Inside Queer Eye Design Expert Bobby Berk's Home

"Queer Eye" design expert and interior designer Bobby Berk has purchased a Spanish-style vacation home in Cahuilla Hills, reports Palms Springs Life in their interview with Berk. The house is named Casa Tierra, which translates from Spanish to earth. Berk states he purchased the home to make it a Modernism Week Showcase Home. The weeklong event, which occurs annually in February, "is an annual celebration of midcentury modern design, architecture, art, fashion and culture" (via Modernism Week). The festival, which takes place in Palm Springs, features an array of events, including a home showcase. Berk plans to make the home a venue and vacation rental, as well as a vacation home for his husband and him.

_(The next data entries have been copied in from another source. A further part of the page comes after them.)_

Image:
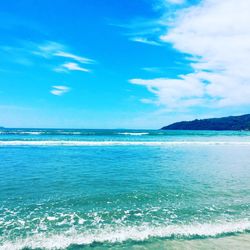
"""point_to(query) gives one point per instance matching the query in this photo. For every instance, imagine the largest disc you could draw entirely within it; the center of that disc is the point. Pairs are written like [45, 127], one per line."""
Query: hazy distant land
[225, 123]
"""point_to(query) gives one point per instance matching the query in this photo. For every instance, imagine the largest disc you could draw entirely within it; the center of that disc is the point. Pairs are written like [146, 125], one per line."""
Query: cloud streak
[216, 36]
[71, 66]
[59, 90]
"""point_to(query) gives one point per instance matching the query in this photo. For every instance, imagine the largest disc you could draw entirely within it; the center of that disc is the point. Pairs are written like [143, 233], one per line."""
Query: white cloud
[216, 35]
[55, 50]
[74, 57]
[59, 90]
[176, 1]
[145, 40]
[71, 66]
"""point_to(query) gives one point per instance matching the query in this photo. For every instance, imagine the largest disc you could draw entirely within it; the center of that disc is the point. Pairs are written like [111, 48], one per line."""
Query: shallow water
[118, 189]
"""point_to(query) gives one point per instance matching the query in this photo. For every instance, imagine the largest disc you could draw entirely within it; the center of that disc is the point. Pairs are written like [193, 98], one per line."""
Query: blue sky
[118, 64]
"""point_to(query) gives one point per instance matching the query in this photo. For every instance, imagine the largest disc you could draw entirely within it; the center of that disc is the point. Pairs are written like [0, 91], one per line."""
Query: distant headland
[225, 123]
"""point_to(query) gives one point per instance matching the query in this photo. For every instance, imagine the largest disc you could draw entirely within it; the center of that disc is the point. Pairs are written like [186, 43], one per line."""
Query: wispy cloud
[175, 1]
[145, 40]
[70, 66]
[59, 90]
[52, 53]
[74, 57]
[56, 50]
[216, 35]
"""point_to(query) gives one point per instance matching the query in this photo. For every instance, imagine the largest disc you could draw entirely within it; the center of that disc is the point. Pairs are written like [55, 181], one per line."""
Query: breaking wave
[122, 234]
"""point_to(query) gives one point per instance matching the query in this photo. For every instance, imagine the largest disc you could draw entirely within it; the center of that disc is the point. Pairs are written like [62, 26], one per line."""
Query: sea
[124, 189]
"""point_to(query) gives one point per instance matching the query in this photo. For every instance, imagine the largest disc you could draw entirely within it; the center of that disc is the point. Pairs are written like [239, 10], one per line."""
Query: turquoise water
[124, 189]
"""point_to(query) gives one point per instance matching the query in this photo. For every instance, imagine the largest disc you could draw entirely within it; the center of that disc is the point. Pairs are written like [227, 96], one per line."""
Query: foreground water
[118, 189]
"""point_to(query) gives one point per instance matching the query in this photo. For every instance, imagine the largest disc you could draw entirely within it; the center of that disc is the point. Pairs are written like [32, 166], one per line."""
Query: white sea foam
[120, 143]
[133, 133]
[21, 132]
[117, 235]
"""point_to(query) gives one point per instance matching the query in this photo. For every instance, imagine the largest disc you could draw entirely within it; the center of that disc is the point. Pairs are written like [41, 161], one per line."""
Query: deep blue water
[124, 189]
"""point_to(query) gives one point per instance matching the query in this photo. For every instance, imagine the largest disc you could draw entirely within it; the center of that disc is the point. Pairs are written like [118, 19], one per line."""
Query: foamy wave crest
[118, 235]
[133, 133]
[119, 143]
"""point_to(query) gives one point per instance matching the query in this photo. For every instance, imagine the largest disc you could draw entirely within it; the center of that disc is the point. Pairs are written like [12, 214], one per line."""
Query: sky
[122, 64]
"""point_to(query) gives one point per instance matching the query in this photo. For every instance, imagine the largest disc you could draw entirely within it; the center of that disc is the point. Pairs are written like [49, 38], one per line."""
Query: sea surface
[124, 189]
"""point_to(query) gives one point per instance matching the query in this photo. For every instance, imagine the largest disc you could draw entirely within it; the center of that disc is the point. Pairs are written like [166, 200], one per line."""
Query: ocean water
[124, 189]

Berk's renovation plan had an aim towards a mid-century aesthetic. "I've been obsessed with midcentury modern architecture for years. As long as I can remember, it's been one of my favorite styles of architecture."

Casa Tierra, a mid century dream home

Casa Tierra is a 5,000 square foot Spanish-style home, comfortably located in Palm Desert. Berk told Palm Springs Life that it is just eight minutes from El Paseo while still having a remote, quiet feel. The house, which was built in the 1950s, sits on 2.5 acres and features seven bedrooms, 7.5 bathrooms, and multiple other homes on the property, including a pool house, garage, and casitas.

Berk states that he gutted the house's interior, making it feel more open. He says the house was not conducive for gathering, lounging, or conversing, even though he says the house can sleep up to 20 people. "I was like, 'Where are all the people sleeping in this house hanging out?!' For me as a designer, I'm always thinking about how a home can be lived in."

Berk's primary design focus was mid-century, describing it as " modern, Spanish, and Mediterranean with a bit of rustic flair." He also maintained many of the house's retro and quirky elements, telling Palm Springs Life he "didn't want to go super modern. It wouldn't have worked. The home would've lost some of its charm. We embraced the rustiness and went neutral with the colors."